The yield on the 10-year Treasury note slipped 2.7 basis points
to 2.393%. The yield on the 30-year Treasury bond fell 2.7 basis
points to 2.997%. The yield on the 2-year Treasury note fell 3.2
basis points to 1.274%.
Bond prices move inversely with yields and one basis point is
equal to a hundredth of a percentage point.
"The 10-year note yield has backed off from levels that suggest
a breakout above the 2.60% is not likely to happen anytime soon."
wrote Peter Cardillo, chief market economist for First Standard
Financial, in a note, predicting Treasury yields were unlikely to
follow through on the rise seen Tuesday.
"In fact, with the formal request by Great Britain to exit the
EU this week, coupled with the upcoming French elections, yields
may be poised to hang around the present levels," he said.

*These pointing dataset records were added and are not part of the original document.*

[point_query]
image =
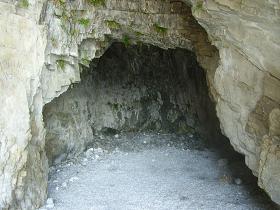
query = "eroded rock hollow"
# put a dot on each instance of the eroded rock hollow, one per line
(132, 89)
(43, 43)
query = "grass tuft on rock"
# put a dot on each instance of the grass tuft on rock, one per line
(159, 29)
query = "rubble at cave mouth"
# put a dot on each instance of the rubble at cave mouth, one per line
(136, 100)
(132, 89)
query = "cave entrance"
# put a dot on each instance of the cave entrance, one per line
(132, 89)
(139, 99)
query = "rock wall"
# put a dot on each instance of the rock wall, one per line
(133, 88)
(23, 163)
(247, 82)
(39, 63)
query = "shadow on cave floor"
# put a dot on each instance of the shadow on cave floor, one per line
(154, 171)
(144, 170)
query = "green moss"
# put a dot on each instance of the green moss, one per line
(23, 3)
(159, 29)
(97, 2)
(60, 64)
(54, 42)
(126, 40)
(84, 22)
(112, 24)
(138, 34)
(198, 6)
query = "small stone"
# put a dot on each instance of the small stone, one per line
(72, 179)
(50, 203)
(238, 181)
(64, 184)
(222, 162)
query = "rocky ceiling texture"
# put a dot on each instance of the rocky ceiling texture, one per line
(43, 43)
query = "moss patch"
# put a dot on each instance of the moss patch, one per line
(159, 29)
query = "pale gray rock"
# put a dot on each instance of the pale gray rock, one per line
(41, 51)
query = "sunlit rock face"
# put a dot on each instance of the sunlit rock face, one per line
(41, 38)
(247, 82)
(132, 89)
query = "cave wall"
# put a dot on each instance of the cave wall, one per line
(133, 88)
(242, 72)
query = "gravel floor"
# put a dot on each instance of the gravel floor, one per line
(158, 172)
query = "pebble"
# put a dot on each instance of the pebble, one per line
(72, 179)
(238, 181)
(64, 184)
(222, 162)
(50, 203)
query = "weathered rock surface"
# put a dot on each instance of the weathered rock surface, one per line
(135, 88)
(42, 44)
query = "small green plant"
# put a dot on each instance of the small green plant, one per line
(138, 34)
(126, 41)
(23, 3)
(113, 24)
(84, 22)
(54, 42)
(198, 6)
(159, 29)
(97, 2)
(60, 64)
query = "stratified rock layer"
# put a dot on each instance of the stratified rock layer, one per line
(39, 63)
(132, 88)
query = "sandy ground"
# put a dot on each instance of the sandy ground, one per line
(153, 172)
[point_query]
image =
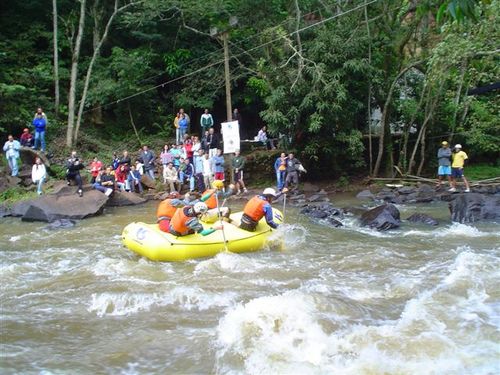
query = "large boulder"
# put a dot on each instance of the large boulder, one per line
(324, 213)
(73, 207)
(472, 207)
(28, 156)
(148, 182)
(422, 219)
(382, 218)
(119, 198)
(365, 195)
(425, 194)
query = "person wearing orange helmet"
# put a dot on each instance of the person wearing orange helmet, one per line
(166, 210)
(213, 198)
(258, 207)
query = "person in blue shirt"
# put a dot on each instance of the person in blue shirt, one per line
(40, 123)
(218, 165)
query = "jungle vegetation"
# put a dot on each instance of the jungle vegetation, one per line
(352, 85)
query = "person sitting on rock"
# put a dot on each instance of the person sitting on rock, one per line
(257, 208)
(95, 167)
(38, 175)
(218, 165)
(102, 183)
(171, 177)
(134, 180)
(166, 210)
(121, 178)
(108, 179)
(74, 165)
(185, 221)
(214, 198)
(26, 138)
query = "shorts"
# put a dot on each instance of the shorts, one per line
(457, 172)
(444, 170)
(238, 176)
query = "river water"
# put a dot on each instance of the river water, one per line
(417, 300)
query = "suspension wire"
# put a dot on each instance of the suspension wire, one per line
(233, 56)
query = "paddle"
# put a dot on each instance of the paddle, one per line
(220, 219)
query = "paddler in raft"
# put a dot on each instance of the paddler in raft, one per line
(166, 210)
(258, 207)
(186, 221)
(213, 198)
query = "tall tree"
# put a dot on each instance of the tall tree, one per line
(56, 58)
(75, 57)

See:Brexit: Here's what happens now that the U.K. has triggered
Article 50
(http://www.marketwatch.com/story/brexit-heres-what-happens-now-that-the-uk-has-triggered-article-50-2017-03-29)
On Tuesday, positive economic data took yields up as
better-than-expected readings from the consumer confidence index
heightened demand for risky assets and sapped demand for safe
government paper. But after Theresa May formally signaled the
beginning of Brexit negotiations by invoking Article 50 of the
Lisbon Treaty, a decision that was widely anticipated, investors
flocked back to haven assets as one source of geopolitical
uncertainty in Europe is now concluded.
Opinion:Three ways today's triggering of Brexit will change
Britain and Europe
(http://www.marketwatch.com/story/three-ways-article-50-will-change-britain-and-europe-2017-03-29)
Chicago Federal Reserve President Charles Evans, who is a voting
member of the central bank's interest-rate-setting committee, said
he expects "one or two" more interest rate increases this year.
Evans added an inflation rate of 2.5% "for a time" would not be out
of keeping with the Fed's plans.
Treasury yields remained lower despite Boston Fed President Eric
Rosengren saying he saw three more interest rate hikes this year,
even if he would prefer the Fed to raise rates four times in 2017.
San Francisco Fed President John Williams issued similar comments,
saying he also expected three to four more hikes this year.
Auctions for $28 Billion worth of 7-year notes sold well, with
the ratio of bids awarded to bids received peaking above 2, a level
of activity largely considered by traders as healthy.